The California High-Speed Rail aims to connect Sacramento with San Diego eventually, totaling 800 miles (1,280 km) with up to 24 stations along the line.

The line between the Silicon Valley and the Central Valley will be the first segment to construct and will be completed by 2024 and start operation in 2025.

CHSRA's Chairman of Board Dan Richard told Xinhua in February that the construction of the California high-speed rail was picking up pace.

The California government started to pursue the idea of a Southern California high-speed rail corridor in 1981. On Jan. 6, 2015, the CHSRA held a groundbreaking ceremony attended by Governor Jerry Brown in Fresno, a city in Central Valley, to start the construction of the nation's first high-speed rail system.

Compared with XpressWest, a private project, the California High-Speed Rail program is much bigger and got support from most of the public.

XpressWest's project, if connects Las Vegas with Victorville in Southern California, will have a length of about 300 km and cost around 8 billion dollars, while only the Phase I of California High-Speed Rail will extend about 800 km from San Francisco to Los Angeles and cost at least 68 billion.
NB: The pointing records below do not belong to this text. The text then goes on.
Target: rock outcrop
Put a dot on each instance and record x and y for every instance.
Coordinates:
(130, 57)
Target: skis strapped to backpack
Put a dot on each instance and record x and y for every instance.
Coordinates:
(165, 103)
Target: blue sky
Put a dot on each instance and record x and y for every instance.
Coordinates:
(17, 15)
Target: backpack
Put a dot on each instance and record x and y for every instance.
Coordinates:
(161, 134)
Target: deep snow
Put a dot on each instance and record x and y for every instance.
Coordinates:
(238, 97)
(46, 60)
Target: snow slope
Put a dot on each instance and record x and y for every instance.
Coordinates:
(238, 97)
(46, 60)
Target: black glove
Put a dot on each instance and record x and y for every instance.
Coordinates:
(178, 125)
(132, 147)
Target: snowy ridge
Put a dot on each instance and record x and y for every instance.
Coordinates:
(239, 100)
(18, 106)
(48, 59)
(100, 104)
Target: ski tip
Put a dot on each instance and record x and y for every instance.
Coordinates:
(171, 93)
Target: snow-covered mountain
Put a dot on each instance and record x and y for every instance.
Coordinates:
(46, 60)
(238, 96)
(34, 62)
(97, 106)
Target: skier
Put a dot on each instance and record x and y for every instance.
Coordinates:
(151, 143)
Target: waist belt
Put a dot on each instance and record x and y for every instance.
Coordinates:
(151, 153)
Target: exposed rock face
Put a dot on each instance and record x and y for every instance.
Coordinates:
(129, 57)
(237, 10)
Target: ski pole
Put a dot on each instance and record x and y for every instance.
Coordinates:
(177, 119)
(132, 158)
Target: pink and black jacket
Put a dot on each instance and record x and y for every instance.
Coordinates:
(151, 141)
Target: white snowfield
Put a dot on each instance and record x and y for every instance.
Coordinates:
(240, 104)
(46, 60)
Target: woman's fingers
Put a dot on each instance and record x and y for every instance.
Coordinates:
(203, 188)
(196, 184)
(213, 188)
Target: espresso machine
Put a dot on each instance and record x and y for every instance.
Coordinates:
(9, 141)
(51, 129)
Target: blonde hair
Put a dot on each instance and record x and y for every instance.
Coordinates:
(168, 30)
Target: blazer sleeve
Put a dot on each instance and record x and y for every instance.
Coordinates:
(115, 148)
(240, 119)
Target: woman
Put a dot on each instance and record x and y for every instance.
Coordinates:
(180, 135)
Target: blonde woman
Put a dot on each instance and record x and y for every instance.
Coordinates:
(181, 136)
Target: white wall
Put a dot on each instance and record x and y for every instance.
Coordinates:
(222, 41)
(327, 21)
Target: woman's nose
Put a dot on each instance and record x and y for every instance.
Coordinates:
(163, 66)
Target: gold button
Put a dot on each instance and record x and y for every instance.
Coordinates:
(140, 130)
In 2002, the California Senate passed a bill to authorize a US$9.95 billion bond measure to finance the California High-Speed Rail system. In November 2008, the bond measure was approved by the state's voters, making it the nation's first ever voter-approved financing mechanism for high-speed rail.

In 2009, US$8 billion in federal funds was made available nationwide as part of the American Recovery and Reinvestment Act and California sought and successfully secured US$3.3 billion of the funds.

Besides, a long-term, continuous funding will come from the California Cap-and-Trade program, as the amount for fiscal year 2014-2016 will be US$650 million.

The XpressWest is now facing more difficulties without cooperation with CRI. As the company has no background in transportation construction, it will have to look for new partner for the designing, developing and building of the high-speed rail.

The XpressWest intended to renew its request for the federal loan. Its request of US$5.5 billion federal loan was indefinitely suspended by the Department of Transportation in 2013.